Smart homes and smart facilities are already brimming with IoT sensors, generally embedded in equipment or monitoring conditions from a vantage point such as the ceiling. But now, thanks to intelligent tiles, even floors can be smart.
It’s very likely you’ve already experienced a smart floor of some kind. Maybe your kids have played the dance arcade game Dance Dance Revolution, or perhaps you’ve walked across a smart floor at a shoe store so the salesperson can conduct a gait analysis. Heated floors, popular in cool-climate homes, are not considered “smart” if they’re controlled manually or by a timer but would be considered smart if they can sense changes in temperature and autonomously begin heating floorboards or bathroom tiles in response.
It’s important to note that covering anything more than a small area with smart flooring is currently prohibitively expensive. A company called Pavegen, for example, asks over $1,600 per square meter for its power-generating smart floors. As with any emerging technology, however, prices are likely to drop as competition increases.
How Do Smart Floors Work?
Smart floors are designed and built according to their application but are typically made up of multiple “intelligent tiles” with a very thin layer of sensors installed into the textiles. Using protocols ranging from radio signals to a high-speed communication network, the sensors send data to a central data repository that can collate and interpret the signals from the entire smart floor and make a decision to take action – such as turning on underfloor heating – accordingly.
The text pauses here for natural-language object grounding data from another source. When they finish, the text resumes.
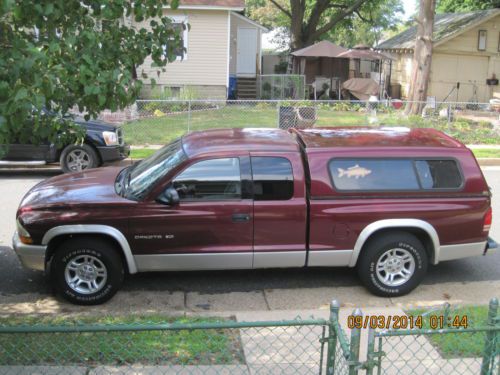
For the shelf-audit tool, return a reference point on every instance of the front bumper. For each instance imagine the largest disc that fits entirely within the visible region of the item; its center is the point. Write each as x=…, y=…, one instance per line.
x=112, y=153
x=31, y=256
x=491, y=247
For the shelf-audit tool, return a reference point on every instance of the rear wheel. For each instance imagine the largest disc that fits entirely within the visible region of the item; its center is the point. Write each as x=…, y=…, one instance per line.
x=87, y=271
x=76, y=158
x=393, y=264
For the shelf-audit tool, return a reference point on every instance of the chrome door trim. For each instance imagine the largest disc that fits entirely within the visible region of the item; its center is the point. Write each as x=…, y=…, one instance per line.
x=279, y=259
x=98, y=229
x=192, y=262
x=465, y=250
x=329, y=258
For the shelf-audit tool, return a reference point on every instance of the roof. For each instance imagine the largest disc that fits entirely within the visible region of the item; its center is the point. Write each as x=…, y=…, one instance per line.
x=375, y=137
x=446, y=26
x=251, y=22
x=364, y=54
x=236, y=4
x=320, y=49
x=248, y=139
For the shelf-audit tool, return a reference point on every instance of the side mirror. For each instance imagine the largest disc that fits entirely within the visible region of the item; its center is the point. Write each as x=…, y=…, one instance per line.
x=170, y=197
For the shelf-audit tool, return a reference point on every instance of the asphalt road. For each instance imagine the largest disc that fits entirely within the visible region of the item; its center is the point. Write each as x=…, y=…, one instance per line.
x=16, y=280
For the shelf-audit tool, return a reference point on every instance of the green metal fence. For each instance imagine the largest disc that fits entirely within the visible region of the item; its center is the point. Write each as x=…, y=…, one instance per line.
x=300, y=346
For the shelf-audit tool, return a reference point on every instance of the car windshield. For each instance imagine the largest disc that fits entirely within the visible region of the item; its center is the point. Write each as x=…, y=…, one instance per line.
x=144, y=175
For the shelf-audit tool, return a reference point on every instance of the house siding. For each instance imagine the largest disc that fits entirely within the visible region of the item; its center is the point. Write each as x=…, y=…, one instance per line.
x=205, y=68
x=458, y=60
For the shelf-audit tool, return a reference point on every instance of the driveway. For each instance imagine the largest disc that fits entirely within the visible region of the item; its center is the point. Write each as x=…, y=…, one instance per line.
x=470, y=280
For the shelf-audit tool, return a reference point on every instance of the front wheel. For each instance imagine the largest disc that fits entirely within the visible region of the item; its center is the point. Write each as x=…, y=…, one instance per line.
x=76, y=158
x=393, y=264
x=87, y=271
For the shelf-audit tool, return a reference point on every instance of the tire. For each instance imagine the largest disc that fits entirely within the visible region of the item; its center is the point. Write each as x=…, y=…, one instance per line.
x=400, y=256
x=77, y=158
x=83, y=260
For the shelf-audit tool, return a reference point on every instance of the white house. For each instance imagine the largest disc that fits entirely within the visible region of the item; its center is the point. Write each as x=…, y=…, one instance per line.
x=466, y=55
x=221, y=46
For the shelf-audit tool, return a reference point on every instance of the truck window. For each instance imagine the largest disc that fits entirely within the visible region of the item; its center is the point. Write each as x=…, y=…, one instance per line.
x=272, y=178
x=373, y=174
x=215, y=179
x=438, y=174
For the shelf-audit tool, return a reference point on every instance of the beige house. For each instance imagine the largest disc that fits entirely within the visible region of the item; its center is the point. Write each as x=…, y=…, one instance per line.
x=220, y=43
x=466, y=51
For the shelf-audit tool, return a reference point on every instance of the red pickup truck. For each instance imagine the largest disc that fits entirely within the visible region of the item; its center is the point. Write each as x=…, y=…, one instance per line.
x=387, y=201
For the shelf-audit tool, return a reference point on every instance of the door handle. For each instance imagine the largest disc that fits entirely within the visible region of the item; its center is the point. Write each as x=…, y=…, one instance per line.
x=241, y=218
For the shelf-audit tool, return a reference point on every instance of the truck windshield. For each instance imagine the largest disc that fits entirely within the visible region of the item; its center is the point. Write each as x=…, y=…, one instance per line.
x=144, y=175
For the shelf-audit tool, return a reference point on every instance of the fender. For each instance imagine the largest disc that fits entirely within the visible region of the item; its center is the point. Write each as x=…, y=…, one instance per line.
x=97, y=229
x=395, y=223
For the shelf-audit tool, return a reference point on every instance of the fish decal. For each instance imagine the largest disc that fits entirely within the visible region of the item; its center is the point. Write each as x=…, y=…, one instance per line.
x=355, y=172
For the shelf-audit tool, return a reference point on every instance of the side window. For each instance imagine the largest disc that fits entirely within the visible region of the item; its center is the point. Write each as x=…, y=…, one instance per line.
x=215, y=179
x=373, y=174
x=438, y=174
x=272, y=178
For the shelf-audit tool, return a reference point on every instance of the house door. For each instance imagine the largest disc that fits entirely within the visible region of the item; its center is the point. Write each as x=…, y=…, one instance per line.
x=246, y=61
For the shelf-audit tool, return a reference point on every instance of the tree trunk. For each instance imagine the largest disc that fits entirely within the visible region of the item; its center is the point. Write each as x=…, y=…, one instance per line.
x=422, y=57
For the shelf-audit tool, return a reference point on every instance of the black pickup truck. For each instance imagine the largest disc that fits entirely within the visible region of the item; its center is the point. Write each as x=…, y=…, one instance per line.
x=103, y=143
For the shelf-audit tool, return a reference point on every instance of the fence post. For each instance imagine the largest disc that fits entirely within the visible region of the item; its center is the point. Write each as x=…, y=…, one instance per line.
x=189, y=116
x=490, y=341
x=370, y=355
x=355, y=344
x=278, y=106
x=332, y=337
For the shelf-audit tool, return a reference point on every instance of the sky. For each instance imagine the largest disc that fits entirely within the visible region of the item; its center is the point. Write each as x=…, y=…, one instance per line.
x=409, y=9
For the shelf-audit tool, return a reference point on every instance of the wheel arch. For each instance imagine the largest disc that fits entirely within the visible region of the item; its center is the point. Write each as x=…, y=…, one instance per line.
x=422, y=229
x=56, y=234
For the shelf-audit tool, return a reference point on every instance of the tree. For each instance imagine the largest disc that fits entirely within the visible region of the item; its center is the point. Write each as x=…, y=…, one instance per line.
x=382, y=17
x=311, y=20
x=454, y=6
x=422, y=57
x=60, y=54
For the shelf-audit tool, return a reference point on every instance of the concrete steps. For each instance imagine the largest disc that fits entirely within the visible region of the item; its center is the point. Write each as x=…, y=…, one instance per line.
x=246, y=88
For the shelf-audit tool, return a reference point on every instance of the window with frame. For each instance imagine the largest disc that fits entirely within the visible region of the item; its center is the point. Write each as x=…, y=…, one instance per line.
x=395, y=174
x=438, y=174
x=272, y=178
x=373, y=174
x=214, y=179
x=179, y=24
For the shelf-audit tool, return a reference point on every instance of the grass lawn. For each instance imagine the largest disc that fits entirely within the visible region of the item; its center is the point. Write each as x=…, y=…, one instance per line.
x=196, y=347
x=486, y=152
x=166, y=127
x=459, y=345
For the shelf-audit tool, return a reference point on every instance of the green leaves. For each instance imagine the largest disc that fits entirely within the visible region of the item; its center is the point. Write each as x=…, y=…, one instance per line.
x=65, y=54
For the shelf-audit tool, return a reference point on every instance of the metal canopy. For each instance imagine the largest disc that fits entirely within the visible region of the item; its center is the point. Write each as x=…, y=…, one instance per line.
x=320, y=49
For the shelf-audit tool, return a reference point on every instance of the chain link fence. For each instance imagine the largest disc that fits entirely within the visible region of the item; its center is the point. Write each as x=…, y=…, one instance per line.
x=156, y=122
x=284, y=347
x=309, y=346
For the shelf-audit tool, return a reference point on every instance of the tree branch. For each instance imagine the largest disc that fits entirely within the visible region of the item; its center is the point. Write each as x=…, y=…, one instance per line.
x=362, y=18
x=277, y=5
x=337, y=18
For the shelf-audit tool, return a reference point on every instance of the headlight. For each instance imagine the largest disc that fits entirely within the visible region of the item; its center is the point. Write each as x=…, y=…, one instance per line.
x=24, y=235
x=110, y=138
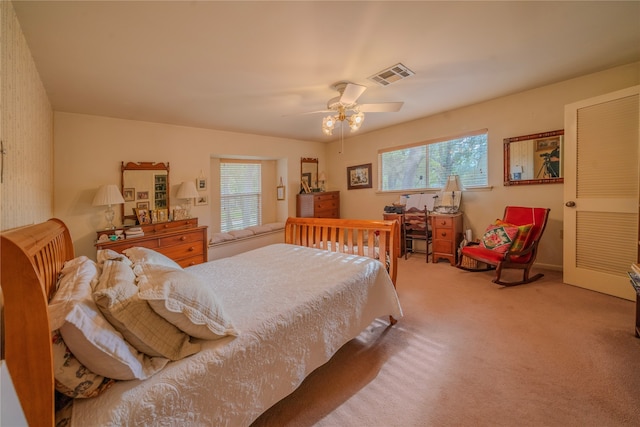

How Can Smart Floors Be Used in an Industrial Setting?
Some of the potential applications of smart floors on the manufacturing floor include:
- Health and safety: Using gait analysis, smart floors can track employee fatigue and recognize when somebody trips or an accident occurs.
- Comfort: Smart floors can become a key part of your facility’s temperature control system by heating up or cooling down in response to the temperature. Floors could even change color to adapt to the time of day and staff’s circadian cycles.
- Generating power: Smart floors can be used to produce a small amount of energy every time they are walked upon, which could potentially lower power bills. This feature could also be used to provide lighting in emergency situations.
- Cleaning abilities: Floors can clean the air by absorbing fine dust and also self-clean to reduce facility cleaning needs.
- Track steps: Smart floors could help building owners understand high-traffic areas in their facilities, while steps could be tracked as part of a workplace health initiative and even gamified to encourage workers to move around more.
- Monitor weight: By monitoring the weight of equipment or manufactured products, smart floors could potentially make industrial scales obsolete.
- Security: Smart floors could replace the security touchpad by recognizing if a person walking across it is allowed or prohibited in a certain area.
Three key concerns around smart floors are their cost (the money saved on power bills, for example, pales in comparison to the cost of installing the power generating smart tiles); wear and tear from being walked upon; and potential damage from liquid spills.
With the rest of your facility becoming increasingly rich in sensor devices, there’s little reason that your floor should be an exception. Smart floors will definitely be an interesting trend to keep an eye on.